2. Test fit all glass before applying the 3M Fast Cure Auto Glass Urethane sealer. Windshield installation is nearly foolproof because GM provides glass supports at the base of the windshield. This approach beats the socks off of the old rubber seals we used to work with in classic Chevys. It was also a safety issue because rubber gasket windshields and backlites could pop out in accidents. It also took less labor time to install on the assembly line.
3. The backlite installs the same way, with supports (arrows) at the base of the glass, which ensures proper glass placement. Check the fit before laying down the adhesive. The guys at Hot Rods by Dean use masking tape as a good reference line.

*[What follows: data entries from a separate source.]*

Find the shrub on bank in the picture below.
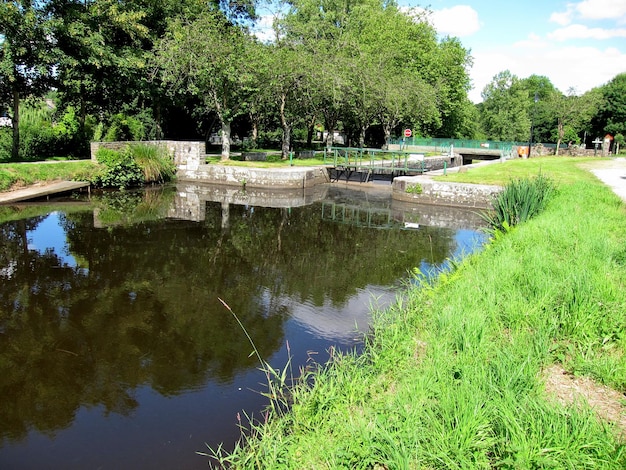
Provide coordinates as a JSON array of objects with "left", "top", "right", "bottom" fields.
[{"left": 93, "top": 144, "right": 175, "bottom": 189}]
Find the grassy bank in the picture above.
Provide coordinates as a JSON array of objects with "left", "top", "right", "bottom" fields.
[
  {"left": 0, "top": 161, "right": 100, "bottom": 192},
  {"left": 217, "top": 159, "right": 626, "bottom": 468},
  {"left": 433, "top": 156, "right": 606, "bottom": 186}
]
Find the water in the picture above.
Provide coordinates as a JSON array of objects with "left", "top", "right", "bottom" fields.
[{"left": 0, "top": 183, "right": 487, "bottom": 469}]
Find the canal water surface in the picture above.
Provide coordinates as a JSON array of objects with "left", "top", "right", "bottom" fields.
[{"left": 0, "top": 183, "right": 487, "bottom": 469}]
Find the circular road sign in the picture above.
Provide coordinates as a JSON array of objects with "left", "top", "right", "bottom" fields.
[{"left": 404, "top": 128, "right": 412, "bottom": 138}]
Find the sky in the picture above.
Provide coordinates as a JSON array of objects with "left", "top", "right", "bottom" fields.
[
  {"left": 254, "top": 0, "right": 626, "bottom": 103},
  {"left": 399, "top": 0, "right": 626, "bottom": 102}
]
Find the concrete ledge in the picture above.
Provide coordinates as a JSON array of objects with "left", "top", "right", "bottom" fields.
[
  {"left": 242, "top": 152, "right": 267, "bottom": 161},
  {"left": 177, "top": 164, "right": 330, "bottom": 189},
  {"left": 392, "top": 176, "right": 502, "bottom": 209}
]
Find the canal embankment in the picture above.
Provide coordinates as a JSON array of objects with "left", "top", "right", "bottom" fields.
[{"left": 215, "top": 158, "right": 626, "bottom": 468}]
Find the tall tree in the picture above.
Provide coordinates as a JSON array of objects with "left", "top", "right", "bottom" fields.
[
  {"left": 479, "top": 70, "right": 530, "bottom": 142},
  {"left": 592, "top": 73, "right": 626, "bottom": 140},
  {"left": 0, "top": 0, "right": 54, "bottom": 160},
  {"left": 154, "top": 9, "right": 255, "bottom": 159}
]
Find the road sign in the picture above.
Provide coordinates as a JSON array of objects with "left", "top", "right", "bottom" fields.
[{"left": 404, "top": 129, "right": 412, "bottom": 138}]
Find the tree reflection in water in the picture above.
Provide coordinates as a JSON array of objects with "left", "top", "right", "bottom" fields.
[{"left": 0, "top": 185, "right": 486, "bottom": 468}]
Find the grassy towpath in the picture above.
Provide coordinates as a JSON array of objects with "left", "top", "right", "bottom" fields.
[{"left": 217, "top": 157, "right": 626, "bottom": 469}]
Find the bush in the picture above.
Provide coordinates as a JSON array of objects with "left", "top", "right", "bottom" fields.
[
  {"left": 93, "top": 147, "right": 143, "bottom": 189},
  {"left": 93, "top": 144, "right": 175, "bottom": 189},
  {"left": 129, "top": 143, "right": 175, "bottom": 184},
  {"left": 0, "top": 101, "right": 89, "bottom": 161},
  {"left": 103, "top": 113, "right": 144, "bottom": 142},
  {"left": 482, "top": 174, "right": 556, "bottom": 232}
]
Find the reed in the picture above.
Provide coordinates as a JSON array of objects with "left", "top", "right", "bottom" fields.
[
  {"left": 481, "top": 173, "right": 556, "bottom": 233},
  {"left": 129, "top": 143, "right": 176, "bottom": 184}
]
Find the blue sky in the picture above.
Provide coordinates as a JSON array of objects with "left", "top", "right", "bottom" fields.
[
  {"left": 400, "top": 0, "right": 626, "bottom": 101},
  {"left": 255, "top": 0, "right": 626, "bottom": 103}
]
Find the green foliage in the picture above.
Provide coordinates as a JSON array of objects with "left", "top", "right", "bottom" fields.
[
  {"left": 481, "top": 174, "right": 556, "bottom": 232},
  {"left": 93, "top": 143, "right": 175, "bottom": 189},
  {"left": 93, "top": 147, "right": 144, "bottom": 189},
  {"left": 103, "top": 113, "right": 145, "bottom": 142},
  {"left": 405, "top": 183, "right": 423, "bottom": 194},
  {"left": 479, "top": 70, "right": 531, "bottom": 141},
  {"left": 129, "top": 143, "right": 175, "bottom": 183},
  {"left": 593, "top": 73, "right": 626, "bottom": 138},
  {"left": 0, "top": 100, "right": 88, "bottom": 161}
]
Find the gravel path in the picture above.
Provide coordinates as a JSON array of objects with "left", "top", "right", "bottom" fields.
[{"left": 587, "top": 157, "right": 626, "bottom": 202}]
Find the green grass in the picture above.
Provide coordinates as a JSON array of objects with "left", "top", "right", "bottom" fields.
[
  {"left": 434, "top": 156, "right": 606, "bottom": 186},
  {"left": 217, "top": 159, "right": 626, "bottom": 469},
  {"left": 0, "top": 161, "right": 100, "bottom": 191},
  {"left": 205, "top": 152, "right": 329, "bottom": 168}
]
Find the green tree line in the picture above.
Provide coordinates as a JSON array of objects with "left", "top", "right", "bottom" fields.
[{"left": 1, "top": 0, "right": 624, "bottom": 162}]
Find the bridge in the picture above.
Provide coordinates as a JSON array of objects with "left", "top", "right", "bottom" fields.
[
  {"left": 389, "top": 137, "right": 531, "bottom": 162},
  {"left": 323, "top": 147, "right": 431, "bottom": 183}
]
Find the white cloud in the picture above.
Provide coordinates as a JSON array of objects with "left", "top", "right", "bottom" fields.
[
  {"left": 575, "top": 0, "right": 626, "bottom": 20},
  {"left": 403, "top": 5, "right": 480, "bottom": 37},
  {"left": 512, "top": 33, "right": 548, "bottom": 49},
  {"left": 549, "top": 6, "right": 575, "bottom": 26},
  {"left": 251, "top": 14, "right": 278, "bottom": 43},
  {"left": 428, "top": 5, "right": 481, "bottom": 37},
  {"left": 469, "top": 43, "right": 626, "bottom": 103},
  {"left": 548, "top": 24, "right": 626, "bottom": 40}
]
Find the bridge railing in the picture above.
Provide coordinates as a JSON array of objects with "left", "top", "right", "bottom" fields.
[
  {"left": 390, "top": 137, "right": 553, "bottom": 152},
  {"left": 323, "top": 147, "right": 427, "bottom": 173}
]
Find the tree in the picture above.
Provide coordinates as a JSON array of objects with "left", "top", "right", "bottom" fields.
[
  {"left": 0, "top": 0, "right": 54, "bottom": 160},
  {"left": 479, "top": 71, "right": 530, "bottom": 141},
  {"left": 154, "top": 9, "right": 256, "bottom": 159},
  {"left": 549, "top": 88, "right": 598, "bottom": 154},
  {"left": 49, "top": 0, "right": 169, "bottom": 140},
  {"left": 592, "top": 73, "right": 626, "bottom": 140}
]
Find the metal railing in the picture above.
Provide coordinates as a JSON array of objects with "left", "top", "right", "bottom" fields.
[{"left": 323, "top": 147, "right": 428, "bottom": 173}]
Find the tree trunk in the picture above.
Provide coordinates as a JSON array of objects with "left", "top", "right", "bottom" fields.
[
  {"left": 11, "top": 89, "right": 20, "bottom": 161},
  {"left": 306, "top": 114, "right": 316, "bottom": 148},
  {"left": 220, "top": 120, "right": 231, "bottom": 160},
  {"left": 249, "top": 113, "right": 259, "bottom": 148},
  {"left": 359, "top": 125, "right": 366, "bottom": 148},
  {"left": 382, "top": 123, "right": 392, "bottom": 150},
  {"left": 555, "top": 119, "right": 563, "bottom": 156},
  {"left": 279, "top": 93, "right": 290, "bottom": 159}
]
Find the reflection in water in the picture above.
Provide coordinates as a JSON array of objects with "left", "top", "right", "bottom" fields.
[{"left": 0, "top": 184, "right": 487, "bottom": 469}]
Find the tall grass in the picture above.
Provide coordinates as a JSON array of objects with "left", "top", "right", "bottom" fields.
[
  {"left": 217, "top": 165, "right": 626, "bottom": 468},
  {"left": 130, "top": 143, "right": 176, "bottom": 184},
  {"left": 481, "top": 173, "right": 556, "bottom": 232}
]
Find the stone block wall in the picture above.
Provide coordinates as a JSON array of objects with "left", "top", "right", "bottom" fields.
[
  {"left": 392, "top": 176, "right": 502, "bottom": 209},
  {"left": 90, "top": 141, "right": 205, "bottom": 168}
]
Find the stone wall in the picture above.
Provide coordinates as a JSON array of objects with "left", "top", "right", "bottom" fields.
[
  {"left": 177, "top": 164, "right": 330, "bottom": 189},
  {"left": 392, "top": 176, "right": 502, "bottom": 209},
  {"left": 90, "top": 141, "right": 205, "bottom": 168},
  {"left": 423, "top": 154, "right": 463, "bottom": 171}
]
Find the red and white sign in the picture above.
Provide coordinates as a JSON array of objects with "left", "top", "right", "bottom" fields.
[{"left": 404, "top": 129, "right": 412, "bottom": 138}]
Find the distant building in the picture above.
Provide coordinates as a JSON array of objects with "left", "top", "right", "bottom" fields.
[{"left": 0, "top": 110, "right": 11, "bottom": 127}]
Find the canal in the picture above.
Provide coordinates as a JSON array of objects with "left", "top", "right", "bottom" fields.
[{"left": 0, "top": 182, "right": 487, "bottom": 469}]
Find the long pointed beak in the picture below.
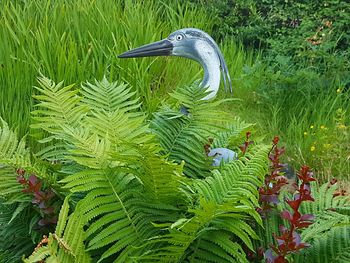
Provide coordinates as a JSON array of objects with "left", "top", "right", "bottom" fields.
[{"left": 118, "top": 39, "right": 173, "bottom": 58}]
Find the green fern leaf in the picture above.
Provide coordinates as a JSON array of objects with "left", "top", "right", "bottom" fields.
[
  {"left": 151, "top": 84, "right": 233, "bottom": 178},
  {"left": 23, "top": 197, "right": 91, "bottom": 263}
]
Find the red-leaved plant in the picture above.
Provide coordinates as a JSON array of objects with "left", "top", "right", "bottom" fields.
[
  {"left": 239, "top": 131, "right": 254, "bottom": 155},
  {"left": 239, "top": 135, "right": 316, "bottom": 262},
  {"left": 16, "top": 169, "right": 58, "bottom": 227},
  {"left": 258, "top": 136, "right": 289, "bottom": 216},
  {"left": 265, "top": 165, "right": 315, "bottom": 262}
]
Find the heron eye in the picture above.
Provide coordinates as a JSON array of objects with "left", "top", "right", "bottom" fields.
[{"left": 176, "top": 35, "right": 183, "bottom": 41}]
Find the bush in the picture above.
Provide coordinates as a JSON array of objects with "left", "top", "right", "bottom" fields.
[{"left": 193, "top": 0, "right": 350, "bottom": 72}]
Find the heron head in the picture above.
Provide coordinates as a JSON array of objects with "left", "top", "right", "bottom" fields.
[{"left": 118, "top": 28, "right": 232, "bottom": 92}]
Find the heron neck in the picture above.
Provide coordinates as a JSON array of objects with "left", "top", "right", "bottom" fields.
[{"left": 194, "top": 43, "right": 221, "bottom": 100}]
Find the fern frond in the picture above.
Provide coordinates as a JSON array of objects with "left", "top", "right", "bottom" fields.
[
  {"left": 291, "top": 184, "right": 350, "bottom": 262},
  {"left": 138, "top": 145, "right": 269, "bottom": 262},
  {"left": 0, "top": 118, "right": 31, "bottom": 168},
  {"left": 28, "top": 76, "right": 268, "bottom": 263},
  {"left": 23, "top": 197, "right": 91, "bottom": 263},
  {"left": 0, "top": 167, "right": 29, "bottom": 202},
  {"left": 300, "top": 182, "right": 350, "bottom": 215},
  {"left": 32, "top": 76, "right": 89, "bottom": 135},
  {"left": 151, "top": 83, "right": 233, "bottom": 178},
  {"left": 135, "top": 155, "right": 185, "bottom": 205},
  {"left": 61, "top": 168, "right": 158, "bottom": 262},
  {"left": 30, "top": 77, "right": 191, "bottom": 262},
  {"left": 0, "top": 200, "right": 39, "bottom": 262},
  {"left": 294, "top": 216, "right": 350, "bottom": 263},
  {"left": 81, "top": 76, "right": 140, "bottom": 113},
  {"left": 0, "top": 118, "right": 49, "bottom": 203},
  {"left": 211, "top": 119, "right": 253, "bottom": 149}
]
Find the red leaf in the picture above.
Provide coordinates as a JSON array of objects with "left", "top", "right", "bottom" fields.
[
  {"left": 274, "top": 256, "right": 288, "bottom": 263},
  {"left": 280, "top": 210, "right": 292, "bottom": 221},
  {"left": 16, "top": 168, "right": 25, "bottom": 176},
  {"left": 300, "top": 214, "right": 315, "bottom": 221},
  {"left": 298, "top": 166, "right": 316, "bottom": 183},
  {"left": 16, "top": 175, "right": 27, "bottom": 184},
  {"left": 26, "top": 175, "right": 42, "bottom": 193},
  {"left": 246, "top": 131, "right": 252, "bottom": 139},
  {"left": 330, "top": 178, "right": 338, "bottom": 185},
  {"left": 286, "top": 199, "right": 300, "bottom": 211}
]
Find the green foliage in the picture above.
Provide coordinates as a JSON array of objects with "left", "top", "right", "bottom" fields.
[
  {"left": 23, "top": 197, "right": 91, "bottom": 263},
  {"left": 0, "top": 112, "right": 62, "bottom": 262},
  {"left": 195, "top": 0, "right": 350, "bottom": 68},
  {"left": 0, "top": 118, "right": 31, "bottom": 170},
  {"left": 1, "top": 0, "right": 349, "bottom": 261},
  {"left": 0, "top": 201, "right": 39, "bottom": 263},
  {"left": 296, "top": 182, "right": 350, "bottom": 263},
  {"left": 294, "top": 212, "right": 350, "bottom": 262},
  {"left": 300, "top": 182, "right": 350, "bottom": 215},
  {"left": 137, "top": 146, "right": 269, "bottom": 262},
  {"left": 16, "top": 76, "right": 270, "bottom": 262},
  {"left": 151, "top": 83, "right": 234, "bottom": 178},
  {"left": 255, "top": 182, "right": 350, "bottom": 262},
  {"left": 192, "top": 0, "right": 350, "bottom": 181},
  {"left": 0, "top": 0, "right": 215, "bottom": 138}
]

4. Hot Rods by Dean uses 3M Fast Cure Auto Glass Urethane sealer because it is very forgiving and cures quickly. Follow 3M’s instructions closely.
5. The sealer/adhesive is applied in conservative amounts because you don’t want the stuff oozing out around the perimeter. Lay down a 1/4- to 3/8-inch bead and, with a helper, lay the glass in. Once the glass is laid in, using the palms of you hands, carefully press the glass into place around the perimeter. Trim away any excess sealer with a razor blade before the sealer has a chance to completely cure.
6. Here you can see the windshield has been carefully pressed into place and is allowed to set up.
7. Classic Headquarters provided us with new stainless windshield molding, which is protected with a blue film. The blue film will be removed during installation.
8. The backlite has been firmly pressed into place and the 3M sealer has been allowed to cure. We’re ready for stainless installation.
9. The stainless trim installation begins at the bottom. Use your palms to carefully press the molding into place. Listen for the click of the trim clip. Make no mistake, this is not easy. You will run into clips and molding that won’t seat together easily. The ease of installation depends upon body construction to begin with, any collision damage not properly repaired, and how much sealer you used. If you used too much, it gets tricky. Press evenly with your palms and do not pound on the molding.
10. You can see how the windshield molding is installed. Bottom molding first, then top, and then sides. Again, press firmly and do not pound.
11. Hot Rods by Dean has done an excellent job of installing the glass and seating the molding. There are no dents in the molding because we haven’t pounded the trim—just pressed the trim into place using open palms. It works.